Колонна достигла поместья Шалинаса. Сдали как узниц, отметили в списках. Но возчиков не отпускают, нужно будет перевозить в другое место. Я не знаю, как случилось, то ли папа встретил кого-то из его начальства, или кого-то из своих знакомых сотрудников, либо доказал, что ему необходимо быть завтра на скотобойне – ему позволили вернуться домой.

Он был знаком со многими еврейскими семьями, поэтому старался не видеть их, не подходить, не слышать стоны матерей и детей. Смотрел, как поскорее выбраться из этого кошмара.

Насколько нам стало известно из разговоров, ночью их посадили в телеги и по другим дорогам отправили в Шатейкяй, т.е. по дороге из Салантай в сторону Плунге. Остановились в начале Шатейкяйского леса. На ночь были размещены у местных жителей в сарае (или в сараях). Сами пошли «развлекаться» с жителями или жительницами. Ходили слухи, будто в первые дни, когда евреи были заперты в шуле, они выбирали красивых молодых женщин или девушек и отвозили их в Кретингу, чтобы их начальники могли «повеселиться».

Рано утром женщин с детьми погнали на окраину Шатейкяйского леса влево от дороги из Салантай в Шатейкяй, к ямам. Женщины и дети плачут, кричат, слёзы, стенания.

Как ранее рассказывали, учительница еврейской школы кричала: «За что вы нас убиваете, что мы сделали?» Ей отвечали: «Евреи – наши враги». «На чьей телеге сидели, того и песню пели», – смогла ответить учительница. Пальба всё уменьшала количество живых.

Я до сих пор помню эту учительницу – среднего роста, полную, упитанную, темноволосую, с весёлым лицом, в годах. Говорят, что она курила, пытаясь похудеть.

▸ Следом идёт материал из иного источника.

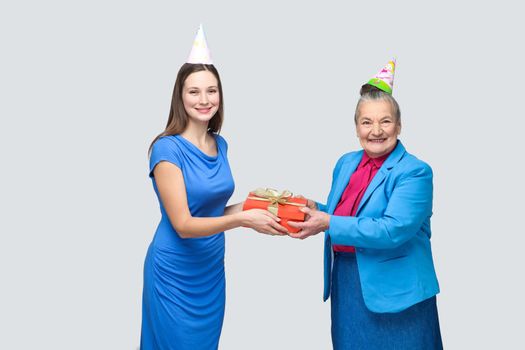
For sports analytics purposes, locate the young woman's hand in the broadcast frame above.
[237,209,288,236]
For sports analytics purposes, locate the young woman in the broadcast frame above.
[141,59,287,350]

Мне довелось видеть, как она курила.

Когда расстреливали мужчин, один еврей побежал. Он бежал к деревне Песчяй. Но его поймали (или пуля догнала) и вернули к яме.

Наша Маша с двумя детишками стояла у ямы. Вероятно, малышку держала на руках, а более крупная Рахита крепко прижималась к своей маме, словно та могла защитить её. И таких мам и детей были десятки. Говорили, что более старшие дети убегали в лес из этого ада, то ли сами сообразив это из страха, то ли их толкнули на такой шаг матери, думая, что, возможно, им удастся выжить. Но «орлы», нагулявшись за ночь, были совершенно активными и быстрыми – пойманных не расстреливали, а убивали, колотя о деревья.

Одну еврейскую семью – мужчину с женой и двумя детьми (кажется, девочка и мальчик 5 или 6 лет) – не расстреляли. По просьбе крестьян. А среди белоповязочников был не один из их сыновей, так что им удалось договориться с местным начальством, чтобы оставили хорошего скорняка (выделывал шкуры, меха). У них в качестве рабочих было два литовца – Беронтас и Бумблис. У каждого крестьянина были шкуры и меха, а в Салантай было одно такое «предприятие».

Однажды на улице Лайвю (там был его дом) хозяин стоял во дворе и разговаривал с несколькими людьми, которые подошли к забору. Он знал, что его и его семью оставили временно. Так и было. Прошёл месяц или больше, и однажды утром всю семью отвезли в деревню Жвайняй по направлению к еврейскому кладбищу.

Так были истреблены люди еврейского происхождения из Салантай.